None of the supposed iPhone 7 announcements, specs, or features would be particularly shocking in and of themselves, but together they give a solid overview of what Apple is likely to have in store. Kuo's detailed note, cited by AppleInsider, MacRumors, and 9to5Mac, certainly sees the analyst putting his cards on the table.
Here's what he expects to see at Wednesday's event:
- Five color options. The current rose gold, gold, and silver models will remain, but space gray will be replaced by a "dark black" option and a separate "piano black" model with a glossy finish. Kuo says that supply may be limited on the piano black iPhone, with Apple possibly restricting it to higher storage tiers at first.
- Those storage tiers will get a boost, according to Kuo: the base model will jump to 32GB, as earlier reported by The Wall Street Journal, and will be joined by 128GB and 256GB variants.
- The iPhone 7 Plus will have 3GB of RAM, apparently to aid the performance of its dual-lens camera system, while the smaller 7 model will stay at 2GB.
- The dual-lens camera system will be comprised of a wide-angle camera and a telephoto camera, both with 12-megapixel sensors. The combination is said to offer optical zoom-like functionality as well as "light field camera applications," which sounds like Lytro-style refocusing after the photo has been taken.
- The phone will feature IPX7 water resistance on par with the Apple Watch, though it's not clear if Apple would advertise such a thing. The previously reported move away from a clicking home button is said to help with this.
- No headphone jack, as you may or may not have come to terms with by now. Kuo says Apple will put EarPod headphones with a Lightning connector in the box alongside a Lightning to 3.5mm headphone jack adapter. As for what Apple will do with the space formerly occupied by the jack? It'll be taken up by a new sensor to improve the iPhone's 3D Touch experience.
- Apple's new A10 processor could be clocked at up to 2.4 or 2.45GHz, a major jump over the A9's 1.85GHz, though power concerns could drive the final clock down a little. It will be manufactured by TSMC.
- The device is said to have the same wider color gamut as seen in the 9.7-inch iPad Pro, which will work particularly well for photos taken with the new camera. It's not clear whether it will use the iPad Pro's True Tone technology, which matches the display's temperature to ambient light.

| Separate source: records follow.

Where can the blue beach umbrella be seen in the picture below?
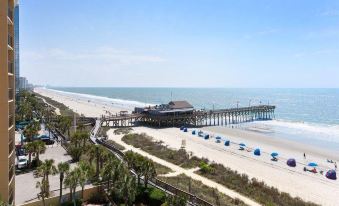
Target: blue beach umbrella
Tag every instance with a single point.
(313, 164)
(257, 152)
(274, 154)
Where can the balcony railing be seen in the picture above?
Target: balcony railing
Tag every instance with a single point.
(10, 41)
(10, 147)
(10, 120)
(10, 13)
(11, 67)
(10, 172)
(10, 94)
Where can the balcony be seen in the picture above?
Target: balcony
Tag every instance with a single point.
(10, 94)
(10, 147)
(10, 41)
(10, 67)
(10, 121)
(10, 13)
(10, 172)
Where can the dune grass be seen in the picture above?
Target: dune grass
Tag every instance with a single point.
(177, 157)
(202, 191)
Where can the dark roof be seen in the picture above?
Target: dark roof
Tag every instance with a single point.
(179, 105)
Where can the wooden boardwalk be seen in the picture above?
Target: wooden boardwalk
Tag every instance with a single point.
(221, 117)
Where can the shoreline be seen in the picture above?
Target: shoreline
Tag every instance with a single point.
(291, 180)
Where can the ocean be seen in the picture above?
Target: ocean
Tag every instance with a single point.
(309, 116)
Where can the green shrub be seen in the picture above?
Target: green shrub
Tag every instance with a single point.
(70, 203)
(156, 196)
(205, 168)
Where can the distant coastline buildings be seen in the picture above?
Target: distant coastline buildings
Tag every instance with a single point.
(16, 46)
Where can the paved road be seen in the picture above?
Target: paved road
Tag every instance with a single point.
(188, 172)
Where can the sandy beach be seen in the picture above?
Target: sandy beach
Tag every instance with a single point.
(81, 104)
(308, 186)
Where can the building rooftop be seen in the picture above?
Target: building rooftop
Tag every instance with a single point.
(179, 105)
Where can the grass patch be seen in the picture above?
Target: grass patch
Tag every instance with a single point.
(177, 157)
(161, 169)
(103, 132)
(202, 191)
(252, 188)
(123, 131)
(116, 145)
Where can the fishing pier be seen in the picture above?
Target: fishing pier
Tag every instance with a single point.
(181, 113)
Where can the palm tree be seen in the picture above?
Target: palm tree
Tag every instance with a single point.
(92, 153)
(63, 167)
(84, 136)
(135, 162)
(31, 131)
(29, 147)
(85, 172)
(76, 139)
(109, 170)
(128, 189)
(81, 127)
(49, 126)
(38, 147)
(71, 181)
(43, 192)
(45, 169)
(148, 171)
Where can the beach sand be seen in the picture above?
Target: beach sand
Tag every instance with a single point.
(81, 104)
(308, 186)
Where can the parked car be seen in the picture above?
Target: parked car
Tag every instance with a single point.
(22, 162)
(47, 140)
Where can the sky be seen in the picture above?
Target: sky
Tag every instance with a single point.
(180, 43)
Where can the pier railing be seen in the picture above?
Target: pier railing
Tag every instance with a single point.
(195, 118)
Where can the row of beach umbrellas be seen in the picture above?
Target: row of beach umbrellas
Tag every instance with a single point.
(331, 174)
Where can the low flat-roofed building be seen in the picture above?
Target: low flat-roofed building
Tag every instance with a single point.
(172, 108)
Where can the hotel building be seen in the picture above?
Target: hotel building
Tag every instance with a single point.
(7, 101)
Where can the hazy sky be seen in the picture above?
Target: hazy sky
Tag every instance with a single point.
(173, 43)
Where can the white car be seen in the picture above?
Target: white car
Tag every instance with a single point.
(22, 162)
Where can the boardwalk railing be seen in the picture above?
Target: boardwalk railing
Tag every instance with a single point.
(194, 200)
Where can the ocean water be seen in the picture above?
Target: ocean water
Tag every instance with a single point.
(306, 115)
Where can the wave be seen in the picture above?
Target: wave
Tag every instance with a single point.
(322, 132)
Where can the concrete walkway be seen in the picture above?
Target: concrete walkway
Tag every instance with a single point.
(179, 170)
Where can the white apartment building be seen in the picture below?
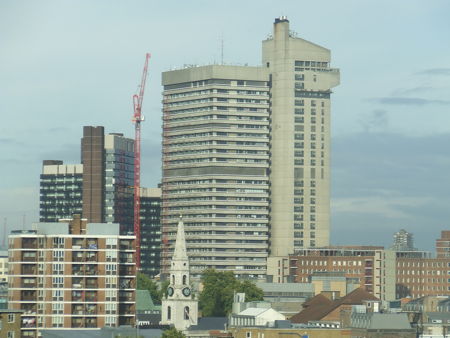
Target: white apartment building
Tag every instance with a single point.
(246, 156)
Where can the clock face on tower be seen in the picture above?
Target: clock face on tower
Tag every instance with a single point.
(187, 292)
(170, 291)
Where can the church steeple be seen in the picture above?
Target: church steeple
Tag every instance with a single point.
(180, 308)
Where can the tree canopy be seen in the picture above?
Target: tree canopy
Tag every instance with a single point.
(145, 283)
(216, 299)
(172, 333)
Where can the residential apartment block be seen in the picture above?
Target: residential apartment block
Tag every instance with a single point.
(387, 274)
(61, 189)
(72, 274)
(372, 267)
(245, 150)
(150, 231)
(101, 187)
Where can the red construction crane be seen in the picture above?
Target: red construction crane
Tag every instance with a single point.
(137, 119)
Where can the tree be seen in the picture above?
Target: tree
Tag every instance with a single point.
(145, 283)
(172, 333)
(216, 299)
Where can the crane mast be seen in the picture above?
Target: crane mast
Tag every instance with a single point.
(137, 119)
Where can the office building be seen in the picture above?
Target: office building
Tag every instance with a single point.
(61, 189)
(373, 268)
(72, 274)
(119, 181)
(443, 245)
(403, 241)
(100, 188)
(245, 145)
(150, 231)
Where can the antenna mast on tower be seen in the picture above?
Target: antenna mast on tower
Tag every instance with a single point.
(137, 119)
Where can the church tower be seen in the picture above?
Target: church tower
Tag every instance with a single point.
(179, 309)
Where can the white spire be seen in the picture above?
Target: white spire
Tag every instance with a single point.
(180, 243)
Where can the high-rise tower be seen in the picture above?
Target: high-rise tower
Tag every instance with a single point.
(301, 82)
(246, 154)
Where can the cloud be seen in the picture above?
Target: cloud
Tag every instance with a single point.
(383, 181)
(435, 72)
(10, 141)
(393, 207)
(375, 120)
(415, 90)
(408, 101)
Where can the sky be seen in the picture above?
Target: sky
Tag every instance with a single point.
(65, 64)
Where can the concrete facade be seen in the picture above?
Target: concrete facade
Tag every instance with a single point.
(61, 188)
(72, 274)
(301, 82)
(215, 161)
(235, 138)
(150, 231)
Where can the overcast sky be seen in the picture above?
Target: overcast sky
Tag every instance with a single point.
(65, 64)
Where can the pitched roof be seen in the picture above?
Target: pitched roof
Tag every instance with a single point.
(210, 323)
(318, 307)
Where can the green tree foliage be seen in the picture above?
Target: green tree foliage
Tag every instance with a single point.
(172, 333)
(145, 283)
(216, 299)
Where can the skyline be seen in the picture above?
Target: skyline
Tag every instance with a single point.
(392, 100)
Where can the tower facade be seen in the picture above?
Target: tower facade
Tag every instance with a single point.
(72, 274)
(101, 187)
(301, 82)
(150, 231)
(246, 153)
(61, 188)
(215, 166)
(179, 308)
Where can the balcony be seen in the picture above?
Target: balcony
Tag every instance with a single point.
(77, 296)
(29, 243)
(29, 256)
(28, 269)
(28, 283)
(126, 270)
(77, 322)
(28, 296)
(78, 309)
(91, 309)
(91, 322)
(28, 309)
(126, 283)
(91, 283)
(91, 257)
(91, 270)
(91, 296)
(78, 256)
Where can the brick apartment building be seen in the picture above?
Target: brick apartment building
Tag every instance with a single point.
(72, 274)
(385, 273)
(372, 267)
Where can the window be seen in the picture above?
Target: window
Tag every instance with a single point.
(58, 242)
(57, 308)
(110, 321)
(11, 318)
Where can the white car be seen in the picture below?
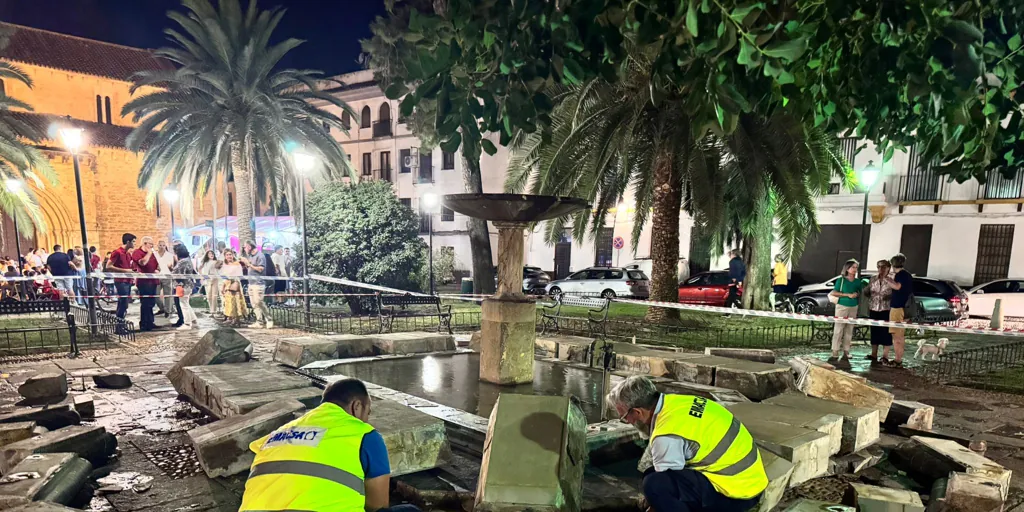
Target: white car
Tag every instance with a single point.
(983, 298)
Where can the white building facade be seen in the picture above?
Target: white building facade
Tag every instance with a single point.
(967, 232)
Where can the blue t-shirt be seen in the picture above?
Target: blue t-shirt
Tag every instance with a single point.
(900, 296)
(373, 456)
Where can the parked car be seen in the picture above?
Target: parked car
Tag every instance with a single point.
(707, 288)
(604, 282)
(938, 300)
(1011, 292)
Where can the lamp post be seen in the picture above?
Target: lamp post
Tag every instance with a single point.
(14, 186)
(430, 201)
(303, 164)
(867, 177)
(72, 138)
(171, 195)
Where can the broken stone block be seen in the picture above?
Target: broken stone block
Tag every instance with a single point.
(222, 446)
(967, 493)
(819, 382)
(778, 470)
(875, 499)
(828, 424)
(534, 456)
(51, 477)
(112, 381)
(90, 442)
(44, 386)
(85, 407)
(415, 440)
(806, 449)
(755, 354)
(860, 426)
(216, 347)
(958, 459)
(912, 414)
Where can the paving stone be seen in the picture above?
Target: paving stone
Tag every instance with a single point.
(860, 426)
(222, 446)
(876, 499)
(52, 477)
(828, 424)
(822, 383)
(534, 456)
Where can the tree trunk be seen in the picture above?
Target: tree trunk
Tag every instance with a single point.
(479, 239)
(665, 239)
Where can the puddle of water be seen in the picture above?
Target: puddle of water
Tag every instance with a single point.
(454, 381)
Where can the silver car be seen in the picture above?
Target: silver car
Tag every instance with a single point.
(603, 282)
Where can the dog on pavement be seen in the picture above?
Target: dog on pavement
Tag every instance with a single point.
(936, 350)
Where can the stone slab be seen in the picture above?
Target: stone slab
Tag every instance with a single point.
(876, 499)
(822, 383)
(806, 449)
(416, 441)
(828, 424)
(222, 446)
(54, 477)
(860, 426)
(966, 461)
(534, 456)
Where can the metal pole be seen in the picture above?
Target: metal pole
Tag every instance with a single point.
(85, 247)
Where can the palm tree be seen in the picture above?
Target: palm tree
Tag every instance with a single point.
(223, 111)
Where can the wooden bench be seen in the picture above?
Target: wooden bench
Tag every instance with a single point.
(386, 303)
(597, 313)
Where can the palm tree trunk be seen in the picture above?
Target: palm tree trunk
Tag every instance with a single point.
(665, 239)
(479, 239)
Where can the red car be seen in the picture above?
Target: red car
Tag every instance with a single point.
(707, 288)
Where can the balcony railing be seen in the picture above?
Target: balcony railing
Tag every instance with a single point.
(382, 128)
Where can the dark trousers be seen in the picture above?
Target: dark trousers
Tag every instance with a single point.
(148, 301)
(688, 491)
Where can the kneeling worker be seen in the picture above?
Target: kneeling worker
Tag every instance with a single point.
(328, 461)
(704, 458)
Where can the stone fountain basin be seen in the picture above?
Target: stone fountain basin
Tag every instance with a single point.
(512, 207)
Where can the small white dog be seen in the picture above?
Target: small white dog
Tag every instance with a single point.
(936, 350)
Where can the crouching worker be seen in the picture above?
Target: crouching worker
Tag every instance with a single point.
(704, 459)
(330, 460)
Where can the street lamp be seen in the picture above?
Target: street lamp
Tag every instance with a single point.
(430, 202)
(15, 186)
(866, 178)
(72, 138)
(304, 163)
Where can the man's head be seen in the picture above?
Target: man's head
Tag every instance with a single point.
(635, 399)
(351, 395)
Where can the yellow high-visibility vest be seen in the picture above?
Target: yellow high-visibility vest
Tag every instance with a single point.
(727, 455)
(311, 463)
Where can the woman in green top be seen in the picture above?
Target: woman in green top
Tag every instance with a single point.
(847, 290)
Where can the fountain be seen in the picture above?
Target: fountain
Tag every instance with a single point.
(508, 326)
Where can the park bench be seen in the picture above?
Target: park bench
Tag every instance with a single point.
(386, 303)
(597, 314)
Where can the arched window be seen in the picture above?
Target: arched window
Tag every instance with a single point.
(365, 122)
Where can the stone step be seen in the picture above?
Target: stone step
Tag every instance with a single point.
(860, 426)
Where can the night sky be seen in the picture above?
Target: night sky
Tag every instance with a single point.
(332, 29)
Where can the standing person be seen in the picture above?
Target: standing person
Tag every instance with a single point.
(737, 273)
(901, 284)
(165, 260)
(145, 262)
(704, 459)
(879, 296)
(257, 264)
(329, 460)
(121, 261)
(847, 291)
(184, 267)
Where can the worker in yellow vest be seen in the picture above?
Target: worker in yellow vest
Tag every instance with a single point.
(704, 459)
(330, 460)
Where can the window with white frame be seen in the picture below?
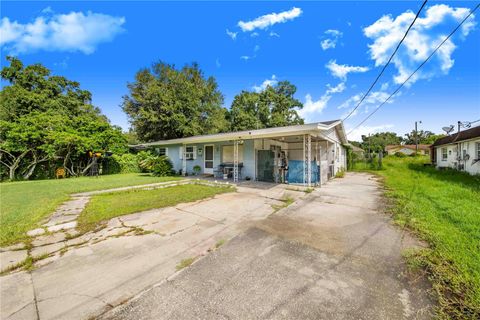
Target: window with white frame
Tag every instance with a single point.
(162, 151)
(444, 154)
(190, 152)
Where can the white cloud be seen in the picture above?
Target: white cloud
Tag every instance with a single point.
(231, 34)
(47, 10)
(425, 35)
(332, 38)
(267, 82)
(374, 98)
(312, 108)
(75, 31)
(356, 135)
(337, 89)
(342, 70)
(268, 20)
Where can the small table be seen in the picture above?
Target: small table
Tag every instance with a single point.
(227, 168)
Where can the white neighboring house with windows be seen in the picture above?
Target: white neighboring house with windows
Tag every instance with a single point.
(459, 151)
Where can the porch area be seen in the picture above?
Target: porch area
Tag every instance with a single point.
(306, 160)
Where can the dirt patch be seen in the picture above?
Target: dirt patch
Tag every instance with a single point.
(301, 230)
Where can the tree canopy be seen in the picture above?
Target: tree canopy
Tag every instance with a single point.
(275, 106)
(49, 120)
(166, 103)
(377, 142)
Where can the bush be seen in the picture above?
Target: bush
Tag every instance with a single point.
(340, 173)
(158, 165)
(197, 169)
(125, 163)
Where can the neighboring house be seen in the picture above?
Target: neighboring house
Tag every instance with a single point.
(460, 151)
(360, 153)
(306, 154)
(408, 149)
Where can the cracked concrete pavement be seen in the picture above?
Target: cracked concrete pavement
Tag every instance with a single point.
(85, 276)
(331, 255)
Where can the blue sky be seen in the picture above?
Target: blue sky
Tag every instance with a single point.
(332, 52)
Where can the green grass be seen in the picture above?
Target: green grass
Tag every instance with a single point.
(443, 208)
(24, 204)
(103, 207)
(185, 263)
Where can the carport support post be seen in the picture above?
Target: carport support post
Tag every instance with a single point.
(184, 160)
(307, 160)
(235, 160)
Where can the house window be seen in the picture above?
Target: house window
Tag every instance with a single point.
(162, 151)
(189, 153)
(444, 154)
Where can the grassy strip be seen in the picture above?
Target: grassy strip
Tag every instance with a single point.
(103, 207)
(185, 263)
(24, 204)
(442, 207)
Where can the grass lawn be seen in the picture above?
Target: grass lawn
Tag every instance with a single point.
(442, 207)
(105, 206)
(24, 204)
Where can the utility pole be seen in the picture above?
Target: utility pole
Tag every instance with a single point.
(416, 137)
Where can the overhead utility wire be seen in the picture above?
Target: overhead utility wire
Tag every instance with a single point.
(388, 62)
(418, 68)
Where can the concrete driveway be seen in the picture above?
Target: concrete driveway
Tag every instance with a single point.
(91, 274)
(332, 255)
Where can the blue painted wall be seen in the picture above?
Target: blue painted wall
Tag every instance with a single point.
(248, 157)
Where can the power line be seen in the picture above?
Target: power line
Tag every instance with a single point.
(388, 62)
(418, 68)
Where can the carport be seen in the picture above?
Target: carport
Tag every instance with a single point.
(307, 154)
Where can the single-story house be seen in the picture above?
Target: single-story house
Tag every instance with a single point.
(459, 151)
(307, 154)
(359, 152)
(408, 149)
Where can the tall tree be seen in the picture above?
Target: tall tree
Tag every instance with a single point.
(275, 106)
(165, 103)
(47, 118)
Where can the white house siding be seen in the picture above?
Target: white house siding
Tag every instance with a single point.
(451, 162)
(324, 153)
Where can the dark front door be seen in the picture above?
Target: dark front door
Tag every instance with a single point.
(265, 160)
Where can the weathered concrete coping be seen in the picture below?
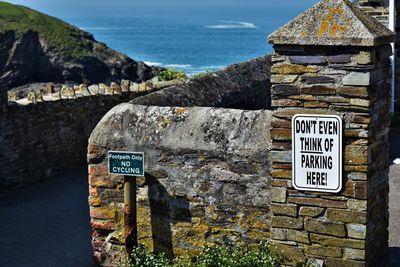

- Speaking of True Tone, the camera's flash will have four LEDs — two warm, two cool.
- The earpiece receiver will be a legitimate speaker in its own right, working with the regular speaker to provide stereo sound when the phone is held in landscape.
- The proximity sensor will switch to laser technology.
- FeliCa NFC support for the Japanese market, which would be the biggest news for me out of the entire list.
So, there you have it — a long list of features that may or may not come to pass. The good news is we only have to wait until Wednesday to find out; The Verge will be live on the ground in San Francisco to let you know what happens as soon as it happens.